To understand why, you have to understand what makes Alexa an appealing digital entity in the home. With the Echo speaker serving as her voice and ears, the soft-voiced Alexa responds quickly to your commands after you utter “Alexa,” the default wake word. (If Alexa doesn't work for you, you can change the wake word to Amazon or Echo in Settings.) “Alexa, what’s the weekend forecast?” “Alexa, how did the New York Mets do?” "Alexa, shuffle Chill Music playlist." “Alexa, dim the lights 30 percent.” In many cases, depending on the complexity of the request and the quality of your Internet connection, the answer comes back in about a second. When stumped, Alexa politely asks you to repeat your question or admits defeat.

Alexa has since moved into two other Amazon devices: a more portable, battery-powered speaker called the Amazon Tap, and a hockey-puck sized disc called the Echo Dot that can bring her interactive magic to auxiliary, hopefully better-sounding, audio equipment. But while those Alexa extensions work well, the Lexi iPhone app falls short.

Here’s why.

Alexa speaks freely—and forgets she's got a screen. Alexa was limited and easily confused by imprecise language in her Echo debut, at least in comparison to the voice-activated assistants on smartphones. However, Alexa has become more capable over time, as Amazon has added more apps and services from itself and its partners.

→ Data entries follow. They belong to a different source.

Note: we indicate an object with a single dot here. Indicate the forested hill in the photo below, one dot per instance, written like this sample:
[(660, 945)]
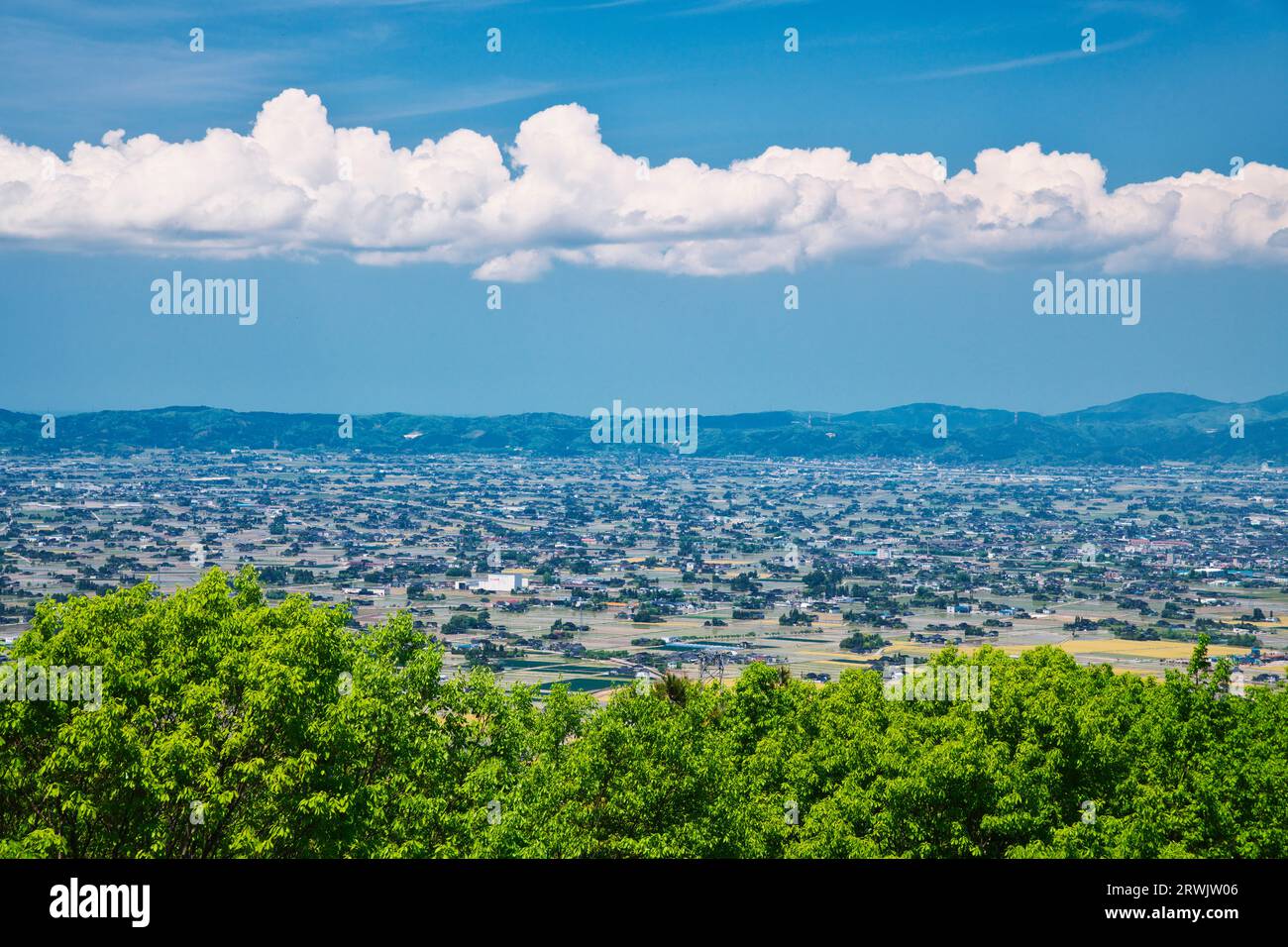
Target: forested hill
[(303, 738), (1140, 429)]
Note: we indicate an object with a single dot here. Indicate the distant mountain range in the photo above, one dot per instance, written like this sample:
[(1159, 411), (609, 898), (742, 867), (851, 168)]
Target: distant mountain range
[(1140, 429)]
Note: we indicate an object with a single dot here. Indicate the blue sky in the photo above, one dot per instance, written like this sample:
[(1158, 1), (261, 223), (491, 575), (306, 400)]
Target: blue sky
[(1172, 88)]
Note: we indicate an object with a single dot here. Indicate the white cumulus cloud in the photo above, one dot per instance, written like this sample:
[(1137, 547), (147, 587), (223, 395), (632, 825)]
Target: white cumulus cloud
[(296, 184)]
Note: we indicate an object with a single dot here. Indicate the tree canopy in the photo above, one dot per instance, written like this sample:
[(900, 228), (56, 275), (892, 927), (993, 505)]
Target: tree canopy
[(232, 728)]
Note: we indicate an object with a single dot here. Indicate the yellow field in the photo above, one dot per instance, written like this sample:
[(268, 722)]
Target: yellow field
[(1160, 650)]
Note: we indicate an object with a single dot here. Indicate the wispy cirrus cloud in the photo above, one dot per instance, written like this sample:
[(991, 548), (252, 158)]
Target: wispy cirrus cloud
[(1026, 62)]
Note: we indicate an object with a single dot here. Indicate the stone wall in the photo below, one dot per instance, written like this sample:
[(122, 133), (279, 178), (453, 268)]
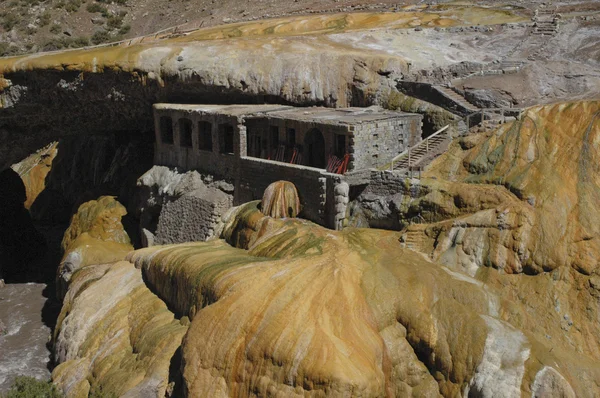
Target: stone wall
[(190, 158), (263, 127), (376, 144), (314, 185)]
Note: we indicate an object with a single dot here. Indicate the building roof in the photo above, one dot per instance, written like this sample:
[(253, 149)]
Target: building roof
[(347, 116), (228, 110), (322, 115)]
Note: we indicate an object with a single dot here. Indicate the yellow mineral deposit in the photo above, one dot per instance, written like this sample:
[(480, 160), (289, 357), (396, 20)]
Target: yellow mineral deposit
[(522, 198), (299, 310), (34, 169), (281, 200)]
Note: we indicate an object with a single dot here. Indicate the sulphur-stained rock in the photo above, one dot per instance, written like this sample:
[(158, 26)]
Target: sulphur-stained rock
[(522, 198), (281, 200), (114, 336), (306, 311), (34, 169), (95, 236)]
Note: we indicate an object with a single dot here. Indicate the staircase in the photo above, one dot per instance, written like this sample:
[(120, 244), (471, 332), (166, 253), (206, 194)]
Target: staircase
[(509, 66), (424, 152), (545, 23), (457, 99)]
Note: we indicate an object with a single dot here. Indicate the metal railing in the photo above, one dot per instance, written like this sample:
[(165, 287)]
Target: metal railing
[(409, 150)]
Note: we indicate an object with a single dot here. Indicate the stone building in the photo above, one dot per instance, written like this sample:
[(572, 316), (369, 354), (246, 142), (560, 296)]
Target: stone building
[(255, 145)]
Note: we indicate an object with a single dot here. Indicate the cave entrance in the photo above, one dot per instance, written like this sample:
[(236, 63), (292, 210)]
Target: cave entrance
[(314, 143), (185, 132)]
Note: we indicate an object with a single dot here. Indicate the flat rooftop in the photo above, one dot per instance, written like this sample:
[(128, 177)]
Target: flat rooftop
[(322, 115)]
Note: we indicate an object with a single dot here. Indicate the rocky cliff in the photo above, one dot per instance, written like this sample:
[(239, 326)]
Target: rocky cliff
[(296, 309), (335, 59)]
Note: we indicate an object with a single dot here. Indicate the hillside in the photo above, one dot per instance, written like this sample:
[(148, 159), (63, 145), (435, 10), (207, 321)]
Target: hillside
[(32, 25)]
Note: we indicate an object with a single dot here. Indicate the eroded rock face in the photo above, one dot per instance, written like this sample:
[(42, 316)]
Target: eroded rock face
[(281, 200), (543, 170), (95, 236), (114, 335), (178, 207), (308, 311)]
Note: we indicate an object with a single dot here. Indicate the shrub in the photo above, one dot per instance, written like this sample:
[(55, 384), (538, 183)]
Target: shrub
[(45, 18), (124, 29), (72, 5), (95, 7), (55, 28), (53, 44), (79, 42), (10, 20), (30, 30), (114, 22), (30, 387), (100, 36)]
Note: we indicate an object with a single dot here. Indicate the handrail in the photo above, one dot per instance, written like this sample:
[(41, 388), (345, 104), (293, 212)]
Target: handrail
[(426, 141)]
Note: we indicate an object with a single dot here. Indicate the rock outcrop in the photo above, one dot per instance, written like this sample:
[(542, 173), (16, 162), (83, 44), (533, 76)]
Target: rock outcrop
[(307, 311), (178, 207), (95, 236), (281, 200), (20, 242)]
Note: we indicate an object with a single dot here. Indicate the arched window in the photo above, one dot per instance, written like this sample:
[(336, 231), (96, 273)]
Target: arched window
[(205, 136), (166, 130), (185, 132), (314, 145), (226, 138)]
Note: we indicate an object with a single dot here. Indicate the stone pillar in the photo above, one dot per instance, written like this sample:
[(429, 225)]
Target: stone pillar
[(240, 141), (215, 135), (342, 197)]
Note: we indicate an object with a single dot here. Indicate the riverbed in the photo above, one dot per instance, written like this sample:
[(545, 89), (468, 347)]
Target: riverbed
[(23, 333)]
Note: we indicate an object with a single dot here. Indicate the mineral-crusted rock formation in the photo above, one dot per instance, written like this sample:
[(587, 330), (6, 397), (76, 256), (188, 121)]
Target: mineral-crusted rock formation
[(280, 200), (173, 207), (308, 311), (114, 335), (314, 59), (523, 198), (95, 236)]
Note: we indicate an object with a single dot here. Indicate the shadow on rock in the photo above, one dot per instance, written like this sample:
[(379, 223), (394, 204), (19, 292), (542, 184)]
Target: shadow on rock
[(21, 244)]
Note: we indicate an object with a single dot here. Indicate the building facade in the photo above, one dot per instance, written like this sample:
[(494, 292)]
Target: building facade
[(255, 145)]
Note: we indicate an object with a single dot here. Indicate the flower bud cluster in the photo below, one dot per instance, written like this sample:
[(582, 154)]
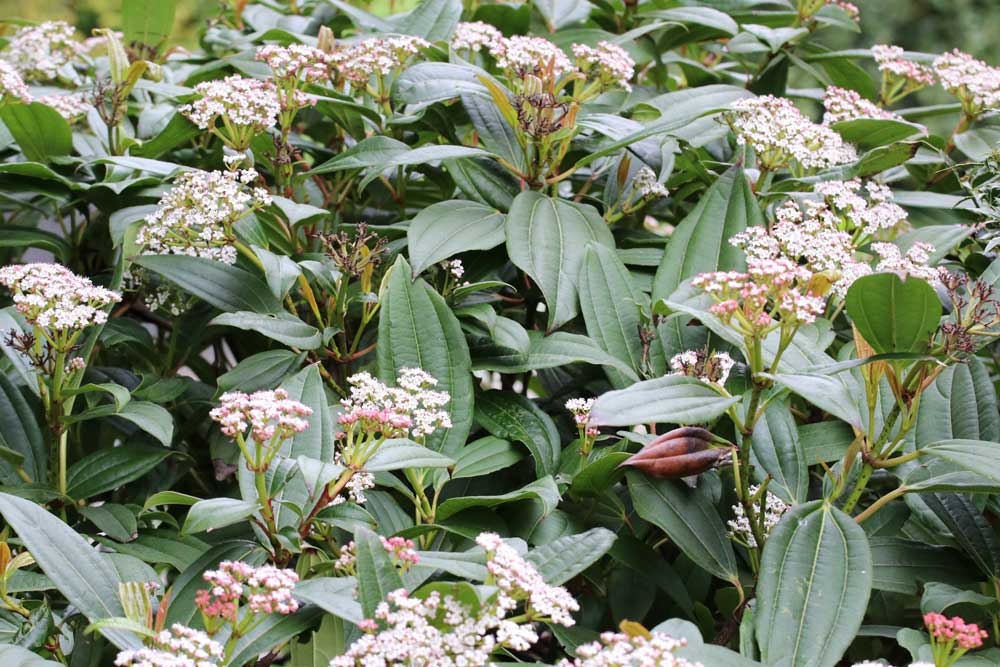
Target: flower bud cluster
[(617, 649), (739, 525), (197, 215), (12, 86), (37, 52), (270, 415), (265, 590), (53, 297), (475, 36), (411, 409), (842, 105), (783, 137), (180, 646), (518, 581), (973, 82)]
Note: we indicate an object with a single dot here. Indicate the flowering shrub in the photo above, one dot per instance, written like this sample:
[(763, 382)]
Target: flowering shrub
[(582, 334)]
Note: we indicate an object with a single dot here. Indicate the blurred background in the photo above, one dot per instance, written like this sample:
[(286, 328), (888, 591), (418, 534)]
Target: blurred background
[(917, 25)]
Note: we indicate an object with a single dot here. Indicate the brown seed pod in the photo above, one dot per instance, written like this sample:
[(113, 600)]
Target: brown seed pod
[(675, 467)]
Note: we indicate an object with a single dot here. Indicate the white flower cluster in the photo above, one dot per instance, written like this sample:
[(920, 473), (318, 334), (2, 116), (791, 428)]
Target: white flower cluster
[(827, 232), (843, 105), (617, 649), (411, 408), (38, 51), (518, 580), (647, 184), (267, 413), (973, 82), (239, 101), (53, 297), (197, 215), (892, 61), (713, 369), (12, 86), (739, 526), (181, 646), (474, 36), (297, 62), (436, 630), (608, 63), (781, 135), (377, 56), (524, 55), (71, 107)]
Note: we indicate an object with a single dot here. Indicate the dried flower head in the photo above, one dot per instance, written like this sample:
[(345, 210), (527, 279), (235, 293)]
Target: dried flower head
[(519, 581), (713, 369), (474, 36), (608, 64), (843, 105), (617, 649), (12, 86), (197, 215), (973, 82), (37, 52), (54, 298), (783, 137)]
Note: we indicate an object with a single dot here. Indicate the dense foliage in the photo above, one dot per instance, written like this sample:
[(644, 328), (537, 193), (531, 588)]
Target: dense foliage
[(565, 332)]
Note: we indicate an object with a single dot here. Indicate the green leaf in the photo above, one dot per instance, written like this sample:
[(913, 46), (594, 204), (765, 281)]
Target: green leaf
[(701, 241), (111, 468), (284, 328), (226, 287), (208, 515), (88, 580), (892, 314), (334, 595), (547, 238), (448, 228), (398, 454), (673, 399), (148, 21), (20, 432), (816, 578), (611, 306), (117, 521), (776, 450), (544, 490), (17, 236), (12, 655), (564, 558), (873, 132), (513, 417), (261, 371), (418, 330), (434, 20), (823, 391), (559, 348), (688, 518), (901, 566), (484, 456), (39, 130), (377, 576)]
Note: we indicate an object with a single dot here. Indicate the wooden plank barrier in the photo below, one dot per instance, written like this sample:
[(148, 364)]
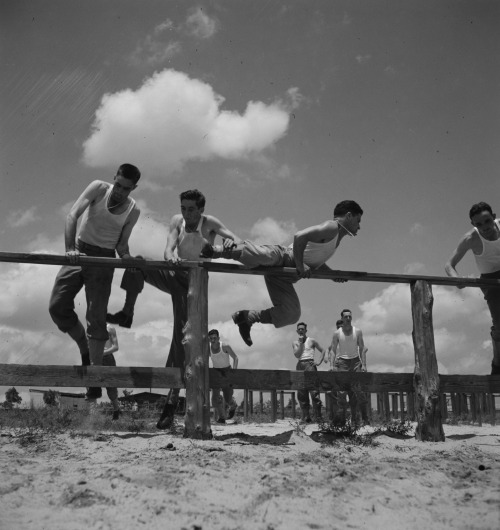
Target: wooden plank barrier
[(424, 389)]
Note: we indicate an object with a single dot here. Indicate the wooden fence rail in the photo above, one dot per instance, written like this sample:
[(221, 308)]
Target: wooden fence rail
[(426, 384)]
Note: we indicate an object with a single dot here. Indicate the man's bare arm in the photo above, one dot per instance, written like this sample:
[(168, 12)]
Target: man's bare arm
[(317, 234), (233, 356), (122, 246), (90, 194)]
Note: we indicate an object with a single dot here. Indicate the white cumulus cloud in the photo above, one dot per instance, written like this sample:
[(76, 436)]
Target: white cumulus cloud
[(173, 118)]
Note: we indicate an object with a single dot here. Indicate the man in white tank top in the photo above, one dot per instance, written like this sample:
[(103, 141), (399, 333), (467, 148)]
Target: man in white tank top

For instance, a short while after Echo's launch, Amazon added stock and sports updates, the schedules for regional transportation services, flower ordering, and cost estimates for inter-city air travel. You can control lights and appliances from Philips, Insteon, Nest, and other makers, with some fiddling that is most conveniently done using Amazon's own Alexa smartphone app (a free download for both iPhone and Android devices, not to be confused with Lexi).

Lexi can handle many of these tasks, but she still acts like a talking speaker. So if you ask her how a particular stock is doing, she’ll tell you—and everyone within earshot—but you won’t see the easier-to-interpret numbers, tables, or graphs that any halfway decent stock-market app would show you. That's a waste of an iPhone display.

And, surprisingly Lexi can't play music from Amazon Prime, Spotify, or other streaming services. When you ask her to play a song, Alexa says “Amazon Music is not supported for this device.” That feels like a remarkable failure—especially since Siri can launch the Amazon Music app if you ask her to.

Voice dialing—something a flip phone from 10 years ago could do—is also missing from Lexi's Can-Do list. However, you can set up reminders if you have a calendar linked to your Amazon account.

Lexi isn't very mobile. When you install Lexi on an iPhone, it will appear as an Alexa device on your Amazon account. On my account, it appeared as Michael's Lexi. But as with my other Alexa devices, I had to add my address or zip code in the account settings so that it could provide such information as weather and local news. And that’s a problem.

Lexi apparently has extremely limited access to iPhone’s map and GPS data. For instance, if you ask her “Where is the nearest McDonald’s?” she’ll suggest one that’s close to the zip code or address you entered in settings, and she won’t be able to launch a navigation app to help you find it. 

If you ask the app where you are, Alexa will tell you how far you've traveled from home, in miles, but not your location—not even the name of the town you're in. That’s a serious shortcoming on a mobile device, especially one that already has Siri to help you find, order from, and direct you to practically anything with very little effort on your part.

Bottom line. One has to question the wisdom of producing a severely limited voice-activated assistant for a device that already has quite a capable one built in. And to charge $5 for such a disappointment is an insult. Consumers would probably like a mobile app that combined all the capabilities of Alexa with the display, critical apps, and location-based data of its smartphone host. But the Lexi iPhone app falls far short of that mark. 

Correction: This article has been updated to clarify that the Lexi app was not produced by Amazon, but by a third party using Amazon's Voice Service SDK, or software development kit.